Davon erzählt der Autor und Übersetzer Karl-Heinz Ott in seinem Nachwort, in dem er auch die Geschichte des Romans erzählt, der eine wirkliche Wiederentdeckung ist. So gab der Nobelpreisträger Kazuo Ishiguro auf eine Umfrage des britischen Guardian, die nach literarischen Entdeckung von Schriftsteller*innen während der Coronazeit fragte, die Entdeckung dieses Romans aus dem Jahr 1931 zu Protokoll. Dies sorgte für eine Renaissance des Buchs, das Ishiguro für die Kunst lobte, „die wunderbare, im täglichen Leben anzutreffende Würde feinfühlig[..] auf einer völlig undramatischen Ebene“ einzufangen.

Die Parallelen zwischen Ishiguros Schreiben und Zwei Wochen am Meer arbeitet Ott sehr schön heraus und analysiert Werk und Wirken Sherriffs in seinem Nachwort sorgfältig.

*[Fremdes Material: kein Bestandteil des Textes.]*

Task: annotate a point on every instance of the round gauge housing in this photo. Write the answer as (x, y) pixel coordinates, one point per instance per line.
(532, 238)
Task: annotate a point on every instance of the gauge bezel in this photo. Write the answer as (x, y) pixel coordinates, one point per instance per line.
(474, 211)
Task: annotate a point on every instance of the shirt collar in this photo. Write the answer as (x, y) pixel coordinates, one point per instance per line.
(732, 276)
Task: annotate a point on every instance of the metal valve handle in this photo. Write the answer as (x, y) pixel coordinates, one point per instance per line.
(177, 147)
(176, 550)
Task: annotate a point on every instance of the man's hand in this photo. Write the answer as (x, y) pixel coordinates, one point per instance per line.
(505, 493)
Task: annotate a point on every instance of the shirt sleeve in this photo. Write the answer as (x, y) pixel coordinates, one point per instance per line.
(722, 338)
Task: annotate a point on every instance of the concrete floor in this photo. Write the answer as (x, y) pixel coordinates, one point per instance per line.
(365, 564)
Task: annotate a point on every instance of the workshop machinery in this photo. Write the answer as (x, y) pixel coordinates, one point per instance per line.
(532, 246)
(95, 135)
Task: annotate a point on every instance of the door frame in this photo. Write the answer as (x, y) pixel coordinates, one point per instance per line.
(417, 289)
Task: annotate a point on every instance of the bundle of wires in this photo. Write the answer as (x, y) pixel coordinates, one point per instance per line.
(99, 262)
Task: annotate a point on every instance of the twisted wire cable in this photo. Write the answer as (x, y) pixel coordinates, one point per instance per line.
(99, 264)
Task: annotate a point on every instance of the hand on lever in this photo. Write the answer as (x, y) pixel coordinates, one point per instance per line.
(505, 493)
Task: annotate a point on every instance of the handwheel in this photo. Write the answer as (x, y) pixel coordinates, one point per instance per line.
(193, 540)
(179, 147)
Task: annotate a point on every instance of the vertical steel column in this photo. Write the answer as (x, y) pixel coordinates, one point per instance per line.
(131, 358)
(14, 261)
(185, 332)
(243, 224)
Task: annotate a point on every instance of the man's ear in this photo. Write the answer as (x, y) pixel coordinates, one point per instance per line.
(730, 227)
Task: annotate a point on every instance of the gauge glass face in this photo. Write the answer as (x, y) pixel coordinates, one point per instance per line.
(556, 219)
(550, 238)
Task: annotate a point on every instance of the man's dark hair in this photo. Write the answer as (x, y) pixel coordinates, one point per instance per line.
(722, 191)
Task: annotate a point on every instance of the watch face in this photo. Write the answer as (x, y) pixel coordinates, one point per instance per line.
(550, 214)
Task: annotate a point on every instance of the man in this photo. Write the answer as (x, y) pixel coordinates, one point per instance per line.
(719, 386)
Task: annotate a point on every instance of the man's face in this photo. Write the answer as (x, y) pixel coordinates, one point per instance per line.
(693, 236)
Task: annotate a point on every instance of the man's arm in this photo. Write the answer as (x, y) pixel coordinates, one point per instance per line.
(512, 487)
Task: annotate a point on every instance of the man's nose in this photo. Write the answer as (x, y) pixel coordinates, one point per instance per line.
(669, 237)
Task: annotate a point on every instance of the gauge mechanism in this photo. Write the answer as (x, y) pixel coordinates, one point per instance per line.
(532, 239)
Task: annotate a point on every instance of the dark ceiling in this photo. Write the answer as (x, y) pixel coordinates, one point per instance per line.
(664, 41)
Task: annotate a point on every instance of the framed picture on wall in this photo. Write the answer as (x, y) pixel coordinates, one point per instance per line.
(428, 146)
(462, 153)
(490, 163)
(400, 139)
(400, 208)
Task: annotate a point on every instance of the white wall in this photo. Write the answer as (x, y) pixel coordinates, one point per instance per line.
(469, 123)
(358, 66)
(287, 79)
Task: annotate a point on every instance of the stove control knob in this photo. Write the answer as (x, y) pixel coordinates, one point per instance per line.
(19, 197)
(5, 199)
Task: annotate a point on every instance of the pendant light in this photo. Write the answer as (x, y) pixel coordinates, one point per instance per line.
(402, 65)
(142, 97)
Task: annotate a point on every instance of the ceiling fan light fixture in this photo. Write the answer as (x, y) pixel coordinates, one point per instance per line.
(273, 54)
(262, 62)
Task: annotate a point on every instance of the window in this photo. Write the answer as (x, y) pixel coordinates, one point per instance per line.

Kleine Mängel in der Übersetzung

Noch schöner wäre es dabei allerdings gewesen, wenn Ott und das Lektorat die gleiche Sorgfalt auch auf den übersetzten Text angewendet hätten. Denn die Übersetzungsleistung weist ein paar Defizite auf und mengt dem rundum positiven Eindruck des Romans so selbst einen Hauch der Kritik bei.

Denn Ott trifft mitunter eigenwillige übersetzerische Entscheidungen, indem er beispielsweise den im Zuge der Weltausstellung in London erbauten Crystal Palace als Kristallpalast übersetzt, um nach zweimaliger Erwähnungen desselbigen dann umzuschwenken und diesen doch als Crystal Palace zu titulieren. Kann man im Deutschen mit dem Begriff der Landlady wenig anfangen, wäre doch hier der übersetzerische Griff zur Vermieterin idiomatischer gewesen, ebenso wie im Deutschen der Begriff der Sperrstunde wohl deutlich geläufiger sein dürfte als die von Ott gewählte „Polizeistunde“, die etwas seltsam für sich steht.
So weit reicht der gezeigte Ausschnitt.